As for the much-covered, real-life story of Jessica Lynch (which was riddled with inaccuracies as initially reported), Ms. Faludi argues that it was promoted as “the story of a helpless white girl snatched from the jaws of evil by heroic soldiers,” “a tale of a maiden in need of rescue.” But while she says that rescue turned out to be a lot less daring than first portrayed, she dismisses much-talked-about depictions of Jessica Lynch as a “female Rambo” (which also turned out to be false) as a brief “counterversion” that “fell uncomfortably outside of the girl-in-need-of-rescue script.”
This girl-in-need-of-rescue paradigm, Ms. Faludi argues, dates back to frontier-days captivity narratives, which recounted the ordeals of settlers captured by Indians. She further contends that these narratives embodied the notion of shame (a “largely male burden, the result of recurring attacks in which the captivity of women and children served to spotlight male protective failures”), and that to counter this humiliation, there evolved redemption tales in which a maiden, taken against her will by “savages,” is rescued by a brawny white man.
This “mass dream,” Ms. Faludi goes on, “conceals the shaming memory, as it was meant to, but can’t expel it”: “The humiliating residue still circulates in our cultural bloodstream, awaiting provocation to bring it to the surface. And with each provocation, we salve our insecurities by invoking the same consoling formula of heroic men saving threatened women — even in provocations that have involved few women and no female captives, like the Revolutionary-era kidnapping of American sailors on the Barbary Coast.
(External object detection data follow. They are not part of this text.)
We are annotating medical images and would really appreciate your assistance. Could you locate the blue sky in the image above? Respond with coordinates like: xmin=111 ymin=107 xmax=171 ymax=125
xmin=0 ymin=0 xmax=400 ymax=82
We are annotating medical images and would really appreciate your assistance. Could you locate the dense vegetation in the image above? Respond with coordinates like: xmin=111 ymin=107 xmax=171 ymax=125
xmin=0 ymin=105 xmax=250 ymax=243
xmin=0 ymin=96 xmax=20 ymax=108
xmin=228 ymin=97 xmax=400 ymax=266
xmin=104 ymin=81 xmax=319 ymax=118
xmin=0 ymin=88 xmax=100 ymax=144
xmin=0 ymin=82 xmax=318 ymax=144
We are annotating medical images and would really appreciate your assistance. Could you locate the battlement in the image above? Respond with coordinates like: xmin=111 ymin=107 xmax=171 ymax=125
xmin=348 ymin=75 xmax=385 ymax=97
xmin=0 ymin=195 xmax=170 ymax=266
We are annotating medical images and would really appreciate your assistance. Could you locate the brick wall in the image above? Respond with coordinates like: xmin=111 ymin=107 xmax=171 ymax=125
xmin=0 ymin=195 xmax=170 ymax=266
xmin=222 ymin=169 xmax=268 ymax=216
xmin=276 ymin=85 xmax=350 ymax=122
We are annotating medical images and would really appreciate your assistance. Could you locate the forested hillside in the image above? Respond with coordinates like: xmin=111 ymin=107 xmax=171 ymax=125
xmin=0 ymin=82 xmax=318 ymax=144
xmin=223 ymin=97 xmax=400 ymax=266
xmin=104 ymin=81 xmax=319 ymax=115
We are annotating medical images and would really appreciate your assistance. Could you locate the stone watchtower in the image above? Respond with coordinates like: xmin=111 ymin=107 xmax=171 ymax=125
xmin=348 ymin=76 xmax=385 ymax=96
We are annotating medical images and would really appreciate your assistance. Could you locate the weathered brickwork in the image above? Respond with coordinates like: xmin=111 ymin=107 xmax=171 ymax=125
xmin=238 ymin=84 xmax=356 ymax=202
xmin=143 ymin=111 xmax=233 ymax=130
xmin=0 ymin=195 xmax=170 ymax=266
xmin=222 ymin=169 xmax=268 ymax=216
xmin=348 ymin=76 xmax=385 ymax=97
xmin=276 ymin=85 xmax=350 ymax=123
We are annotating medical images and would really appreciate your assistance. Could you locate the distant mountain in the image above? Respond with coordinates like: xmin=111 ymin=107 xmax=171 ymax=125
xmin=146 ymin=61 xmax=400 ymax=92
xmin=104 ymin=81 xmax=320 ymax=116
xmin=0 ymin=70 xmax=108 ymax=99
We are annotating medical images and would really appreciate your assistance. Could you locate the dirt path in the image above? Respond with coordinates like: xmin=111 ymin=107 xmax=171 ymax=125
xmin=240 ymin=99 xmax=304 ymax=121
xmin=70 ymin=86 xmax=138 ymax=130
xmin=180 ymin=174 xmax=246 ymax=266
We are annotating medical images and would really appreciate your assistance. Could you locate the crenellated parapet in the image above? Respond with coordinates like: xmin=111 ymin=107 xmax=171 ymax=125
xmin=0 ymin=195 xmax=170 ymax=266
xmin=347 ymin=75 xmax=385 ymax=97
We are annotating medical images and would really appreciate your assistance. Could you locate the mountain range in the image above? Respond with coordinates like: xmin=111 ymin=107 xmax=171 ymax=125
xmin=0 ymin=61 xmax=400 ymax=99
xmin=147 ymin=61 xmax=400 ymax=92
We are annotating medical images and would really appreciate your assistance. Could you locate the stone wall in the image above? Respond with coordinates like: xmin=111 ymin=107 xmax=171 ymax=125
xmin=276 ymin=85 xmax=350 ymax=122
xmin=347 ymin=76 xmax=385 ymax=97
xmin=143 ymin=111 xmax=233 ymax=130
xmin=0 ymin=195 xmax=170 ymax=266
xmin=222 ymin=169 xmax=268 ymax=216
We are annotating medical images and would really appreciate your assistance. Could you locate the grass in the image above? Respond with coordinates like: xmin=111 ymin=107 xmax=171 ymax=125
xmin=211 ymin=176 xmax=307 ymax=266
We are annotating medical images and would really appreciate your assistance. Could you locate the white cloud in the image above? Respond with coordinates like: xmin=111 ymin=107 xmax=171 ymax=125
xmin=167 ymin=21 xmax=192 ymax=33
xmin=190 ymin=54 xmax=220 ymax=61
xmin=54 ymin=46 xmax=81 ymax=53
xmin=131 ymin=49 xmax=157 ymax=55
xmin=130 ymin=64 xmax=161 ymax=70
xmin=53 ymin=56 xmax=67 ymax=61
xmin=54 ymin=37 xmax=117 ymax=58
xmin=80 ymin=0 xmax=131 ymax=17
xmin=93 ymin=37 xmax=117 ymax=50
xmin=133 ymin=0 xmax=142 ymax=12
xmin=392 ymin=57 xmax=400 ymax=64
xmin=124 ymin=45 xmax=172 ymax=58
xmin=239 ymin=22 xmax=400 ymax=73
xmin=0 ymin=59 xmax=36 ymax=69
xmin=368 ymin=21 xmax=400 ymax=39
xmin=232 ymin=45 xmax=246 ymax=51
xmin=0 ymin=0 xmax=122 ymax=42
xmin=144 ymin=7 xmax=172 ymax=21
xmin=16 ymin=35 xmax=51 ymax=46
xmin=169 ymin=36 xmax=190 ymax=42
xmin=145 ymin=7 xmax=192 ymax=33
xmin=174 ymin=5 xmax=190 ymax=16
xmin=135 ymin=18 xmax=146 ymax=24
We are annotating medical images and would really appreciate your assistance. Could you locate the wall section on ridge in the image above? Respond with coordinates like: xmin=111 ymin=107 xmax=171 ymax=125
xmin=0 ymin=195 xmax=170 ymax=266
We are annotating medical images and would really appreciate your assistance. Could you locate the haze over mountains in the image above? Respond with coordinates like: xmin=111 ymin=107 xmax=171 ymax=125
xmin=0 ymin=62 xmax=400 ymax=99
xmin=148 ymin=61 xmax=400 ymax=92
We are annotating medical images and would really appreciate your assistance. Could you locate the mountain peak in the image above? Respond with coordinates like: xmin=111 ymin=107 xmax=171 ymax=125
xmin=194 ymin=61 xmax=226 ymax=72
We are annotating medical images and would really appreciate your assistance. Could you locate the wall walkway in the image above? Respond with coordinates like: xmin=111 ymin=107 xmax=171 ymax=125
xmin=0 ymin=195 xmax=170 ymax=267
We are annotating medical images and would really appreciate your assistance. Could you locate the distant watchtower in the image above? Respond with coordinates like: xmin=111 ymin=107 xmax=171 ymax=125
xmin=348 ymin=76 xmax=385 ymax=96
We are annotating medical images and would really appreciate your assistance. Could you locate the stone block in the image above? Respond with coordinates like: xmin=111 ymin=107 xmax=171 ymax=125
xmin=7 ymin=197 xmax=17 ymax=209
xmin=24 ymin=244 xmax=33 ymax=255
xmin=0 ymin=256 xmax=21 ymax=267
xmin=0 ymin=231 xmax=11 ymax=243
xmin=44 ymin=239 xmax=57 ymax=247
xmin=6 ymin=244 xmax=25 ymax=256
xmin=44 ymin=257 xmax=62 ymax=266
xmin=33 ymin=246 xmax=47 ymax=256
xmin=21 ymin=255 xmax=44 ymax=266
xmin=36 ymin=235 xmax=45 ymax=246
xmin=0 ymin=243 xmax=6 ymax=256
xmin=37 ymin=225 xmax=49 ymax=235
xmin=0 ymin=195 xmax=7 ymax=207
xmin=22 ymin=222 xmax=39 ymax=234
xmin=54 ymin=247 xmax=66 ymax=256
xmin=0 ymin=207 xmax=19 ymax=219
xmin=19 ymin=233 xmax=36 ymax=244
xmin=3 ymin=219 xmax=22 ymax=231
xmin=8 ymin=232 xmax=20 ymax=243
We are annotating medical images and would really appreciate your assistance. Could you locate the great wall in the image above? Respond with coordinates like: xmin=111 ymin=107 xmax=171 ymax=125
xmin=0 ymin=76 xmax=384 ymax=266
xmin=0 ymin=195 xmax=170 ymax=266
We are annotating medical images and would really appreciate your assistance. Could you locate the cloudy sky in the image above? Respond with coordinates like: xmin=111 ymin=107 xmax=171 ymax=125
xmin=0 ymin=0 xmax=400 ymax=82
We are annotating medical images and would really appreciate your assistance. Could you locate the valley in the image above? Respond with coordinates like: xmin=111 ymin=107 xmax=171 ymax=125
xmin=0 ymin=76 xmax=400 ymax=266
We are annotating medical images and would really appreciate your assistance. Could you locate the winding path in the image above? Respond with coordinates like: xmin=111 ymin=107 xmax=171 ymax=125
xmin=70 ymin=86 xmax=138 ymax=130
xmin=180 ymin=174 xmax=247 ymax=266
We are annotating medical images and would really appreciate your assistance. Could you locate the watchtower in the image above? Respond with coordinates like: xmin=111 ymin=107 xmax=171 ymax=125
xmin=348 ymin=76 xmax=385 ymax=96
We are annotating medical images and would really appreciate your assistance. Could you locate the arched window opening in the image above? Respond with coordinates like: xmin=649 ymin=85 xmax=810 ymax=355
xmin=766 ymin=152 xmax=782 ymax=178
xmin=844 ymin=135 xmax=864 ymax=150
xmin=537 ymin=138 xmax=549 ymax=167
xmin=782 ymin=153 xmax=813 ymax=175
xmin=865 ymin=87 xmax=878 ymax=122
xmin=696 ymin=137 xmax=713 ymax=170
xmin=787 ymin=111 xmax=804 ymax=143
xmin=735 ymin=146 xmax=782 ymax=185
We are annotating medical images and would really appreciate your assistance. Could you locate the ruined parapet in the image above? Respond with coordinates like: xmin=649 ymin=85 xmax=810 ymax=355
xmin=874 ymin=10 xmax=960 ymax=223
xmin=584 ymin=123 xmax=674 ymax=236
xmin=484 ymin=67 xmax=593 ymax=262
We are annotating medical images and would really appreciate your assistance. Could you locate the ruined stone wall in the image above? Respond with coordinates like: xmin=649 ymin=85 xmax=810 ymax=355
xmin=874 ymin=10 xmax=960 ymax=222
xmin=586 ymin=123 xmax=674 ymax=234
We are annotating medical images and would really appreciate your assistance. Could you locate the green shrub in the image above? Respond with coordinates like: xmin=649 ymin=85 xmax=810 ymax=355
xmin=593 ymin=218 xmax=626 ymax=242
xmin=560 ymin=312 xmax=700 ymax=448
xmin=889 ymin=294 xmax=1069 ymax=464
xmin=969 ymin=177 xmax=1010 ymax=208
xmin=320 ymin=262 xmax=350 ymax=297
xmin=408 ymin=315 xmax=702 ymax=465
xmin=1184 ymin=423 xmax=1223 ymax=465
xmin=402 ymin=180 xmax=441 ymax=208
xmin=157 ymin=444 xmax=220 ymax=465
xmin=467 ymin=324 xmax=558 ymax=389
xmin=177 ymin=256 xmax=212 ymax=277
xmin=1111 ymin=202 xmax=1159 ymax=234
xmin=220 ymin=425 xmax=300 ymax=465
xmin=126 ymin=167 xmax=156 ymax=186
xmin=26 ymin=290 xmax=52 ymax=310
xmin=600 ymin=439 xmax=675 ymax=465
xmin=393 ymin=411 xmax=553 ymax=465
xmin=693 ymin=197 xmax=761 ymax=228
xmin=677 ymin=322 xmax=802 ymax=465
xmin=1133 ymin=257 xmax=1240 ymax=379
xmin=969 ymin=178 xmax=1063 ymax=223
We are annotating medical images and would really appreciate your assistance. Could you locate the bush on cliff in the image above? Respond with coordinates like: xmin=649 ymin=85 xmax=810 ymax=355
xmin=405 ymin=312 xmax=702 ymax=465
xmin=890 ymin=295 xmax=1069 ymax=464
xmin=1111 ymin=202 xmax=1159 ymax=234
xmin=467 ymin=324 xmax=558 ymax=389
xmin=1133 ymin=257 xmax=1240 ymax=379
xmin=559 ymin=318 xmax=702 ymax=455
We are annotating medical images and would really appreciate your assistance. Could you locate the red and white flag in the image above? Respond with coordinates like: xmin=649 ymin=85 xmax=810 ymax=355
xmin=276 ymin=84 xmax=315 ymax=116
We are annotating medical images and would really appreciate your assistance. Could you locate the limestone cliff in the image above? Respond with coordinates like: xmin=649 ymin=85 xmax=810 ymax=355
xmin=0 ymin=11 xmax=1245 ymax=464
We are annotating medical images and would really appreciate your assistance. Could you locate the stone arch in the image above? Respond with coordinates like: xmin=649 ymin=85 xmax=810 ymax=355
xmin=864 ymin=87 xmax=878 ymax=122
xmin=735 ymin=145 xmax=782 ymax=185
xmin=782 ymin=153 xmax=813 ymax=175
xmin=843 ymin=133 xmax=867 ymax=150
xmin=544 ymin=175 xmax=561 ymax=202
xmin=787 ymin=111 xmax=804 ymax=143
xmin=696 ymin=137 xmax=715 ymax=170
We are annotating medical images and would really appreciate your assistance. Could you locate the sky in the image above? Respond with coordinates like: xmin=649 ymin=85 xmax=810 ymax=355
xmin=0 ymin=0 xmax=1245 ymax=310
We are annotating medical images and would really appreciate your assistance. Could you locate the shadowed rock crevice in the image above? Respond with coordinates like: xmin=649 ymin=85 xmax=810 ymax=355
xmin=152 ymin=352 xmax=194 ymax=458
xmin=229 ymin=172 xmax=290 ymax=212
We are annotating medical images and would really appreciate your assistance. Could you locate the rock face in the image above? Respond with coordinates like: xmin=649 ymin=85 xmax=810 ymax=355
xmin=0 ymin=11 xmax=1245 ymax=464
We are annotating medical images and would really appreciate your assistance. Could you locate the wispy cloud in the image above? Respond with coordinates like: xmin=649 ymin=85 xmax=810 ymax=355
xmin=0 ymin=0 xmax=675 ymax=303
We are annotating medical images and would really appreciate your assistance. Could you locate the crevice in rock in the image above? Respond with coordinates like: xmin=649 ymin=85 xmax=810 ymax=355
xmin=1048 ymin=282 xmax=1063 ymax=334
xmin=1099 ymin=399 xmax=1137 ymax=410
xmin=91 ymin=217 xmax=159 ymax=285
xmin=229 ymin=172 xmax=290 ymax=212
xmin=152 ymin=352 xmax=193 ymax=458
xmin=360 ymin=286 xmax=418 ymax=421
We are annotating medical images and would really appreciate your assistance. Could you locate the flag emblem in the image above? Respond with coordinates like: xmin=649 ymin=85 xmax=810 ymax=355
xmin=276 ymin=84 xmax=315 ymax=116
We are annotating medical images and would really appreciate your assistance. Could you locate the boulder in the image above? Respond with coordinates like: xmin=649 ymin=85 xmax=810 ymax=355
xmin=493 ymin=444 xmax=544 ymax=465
Or the terrorist attack on 9/11.”
Thus, she insists, “a feminist perspective on any topic was increasingly AWOL” after 9/11. Thus, she argues, various antifeminist impulses (“the cumulative elements of a national fantasy”) surfaced after 9/11, including “the denigration of capable women, the magnification of manly men, the heightened call for domesticity, the search for and sanctification of helpless girls.”
Not only are many of these assertions highly debatable in themselves, but Ms. Faludi’s overarching thesis in this book rings false too. In fact, her suggestion that the 9/11 attacks catalyzed the same fears and narrative impulses as those unleashed by our frontier ancestors’ “original war on terror,” leading to a muffling of feminist voices and a veneration of “the virtues of nesting,” runs smack up against her own “Backlash,” which suggested that similar assaults on women’s independence were being unleashed in the 1980s — a time not of war or threat but a decade that witnessed the fall of the Berlin Wall and the coming end of the cold war.
Such errors of logic are typical of this ill-conceived and poorly executed book — a book that stands as one of the more nonsensical volumes yet published about the aftermath of 9/11.